Benedictine Was Liturgy Scholar
Benedictine Father Virgil Michel, born in St. Paul, Minnesota, in 1890, solemnly professed as a monk of St. John’s Abbey in 1913 and ordained in 1916, was deeply devoted to the doctrine of the Mystical Body of Christ.
Throughout his life he urged Catholics to pray, not merely watch, the Mass. A recognized scholar in the theology and history of the liturgy, he wrote extensively. In 1926, he founded “Orate Frates,” the magazine about the liturgy that later became Worship. He was active in creating the Leaflet Missal.
His work considerably influenced eventual liturgical reform. He died unexpectedly in 1938.
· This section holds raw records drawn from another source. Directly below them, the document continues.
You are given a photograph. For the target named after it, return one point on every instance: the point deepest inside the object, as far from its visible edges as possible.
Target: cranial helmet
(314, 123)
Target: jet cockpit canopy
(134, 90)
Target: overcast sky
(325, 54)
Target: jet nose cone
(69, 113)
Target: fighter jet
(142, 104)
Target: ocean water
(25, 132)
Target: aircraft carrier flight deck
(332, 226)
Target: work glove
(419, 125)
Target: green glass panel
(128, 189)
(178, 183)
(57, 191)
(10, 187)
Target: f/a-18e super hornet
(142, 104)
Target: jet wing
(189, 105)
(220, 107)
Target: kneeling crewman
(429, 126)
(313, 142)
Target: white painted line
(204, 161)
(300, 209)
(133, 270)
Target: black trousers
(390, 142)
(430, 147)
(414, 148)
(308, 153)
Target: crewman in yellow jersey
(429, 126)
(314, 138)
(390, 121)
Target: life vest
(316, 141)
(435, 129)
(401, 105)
‘Only a Change of Venue’ for Syracuse Priest
Father Matt Wieczorek, of the Diocese of Syracuse, ordained in 1957, sees something special when he looks into people’s faces. “I see the communion of saints,” he told The Catholic Sun, the Syracuse diocesan newspaper.
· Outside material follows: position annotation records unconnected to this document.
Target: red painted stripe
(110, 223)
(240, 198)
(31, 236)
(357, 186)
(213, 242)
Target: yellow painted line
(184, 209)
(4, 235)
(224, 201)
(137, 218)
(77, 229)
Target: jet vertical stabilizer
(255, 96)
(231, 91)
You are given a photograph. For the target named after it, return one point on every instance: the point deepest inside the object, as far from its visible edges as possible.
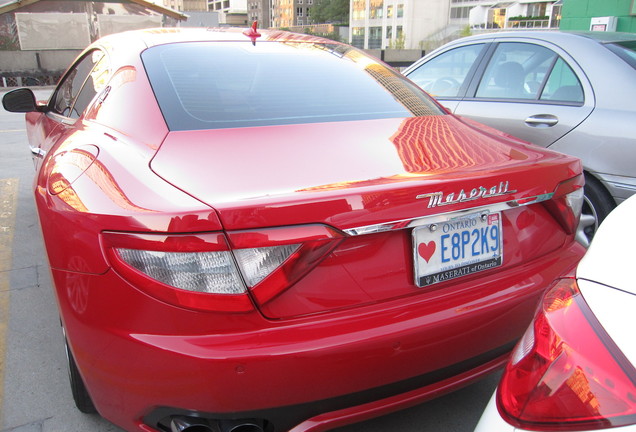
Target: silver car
(572, 92)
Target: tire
(82, 399)
(598, 204)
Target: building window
(359, 9)
(357, 37)
(460, 12)
(376, 9)
(375, 37)
(555, 16)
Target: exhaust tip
(244, 425)
(189, 424)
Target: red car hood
(350, 174)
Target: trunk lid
(358, 176)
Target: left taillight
(566, 374)
(211, 273)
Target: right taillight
(566, 374)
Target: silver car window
(444, 75)
(562, 85)
(516, 71)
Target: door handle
(38, 152)
(542, 120)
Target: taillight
(208, 272)
(566, 373)
(567, 202)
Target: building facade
(418, 24)
(578, 14)
(521, 14)
(290, 13)
(259, 10)
(231, 12)
(380, 24)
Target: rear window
(625, 50)
(213, 85)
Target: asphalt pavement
(34, 391)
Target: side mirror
(20, 100)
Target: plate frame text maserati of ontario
(462, 235)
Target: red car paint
(351, 336)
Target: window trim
(51, 103)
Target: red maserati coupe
(272, 232)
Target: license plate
(457, 248)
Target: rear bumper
(138, 356)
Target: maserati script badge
(439, 199)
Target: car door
(69, 100)
(531, 90)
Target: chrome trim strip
(444, 217)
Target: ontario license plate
(457, 248)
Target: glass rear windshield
(625, 50)
(214, 85)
Sainthood is possible for anyone, he says. “Striving to do the right thing at the right time” is the way to being a saint. This summer, he retired as pastor of St. Casimir’s Parish in Endicott.
The Catholic Sun quoted a parishioner who said Father Wieczorek’s retirement only means a change of venue because he always will be vigorous in his priesthood. Such is his legacy.
Sign of the Cross
The Sign of the Cross has been a beloved Christian custom since the Church’s earliest times. Tertullian wrote that Christians traced the Sign of the Cross on their foreheads when they awakened, retired for the night, ate meals, and began any task.
Fifty Years Ago
An article in The Priest’s edition of September 1963 warned Secular Humanism was on the way to becoming this country’s national religion. Another explored options available to priest with addictions to alcohol. Another was on instructing fiancés planning for mixed marriages.
‘Go in Peace’
“We should glory in the cross of our Lord Jesus Christ.”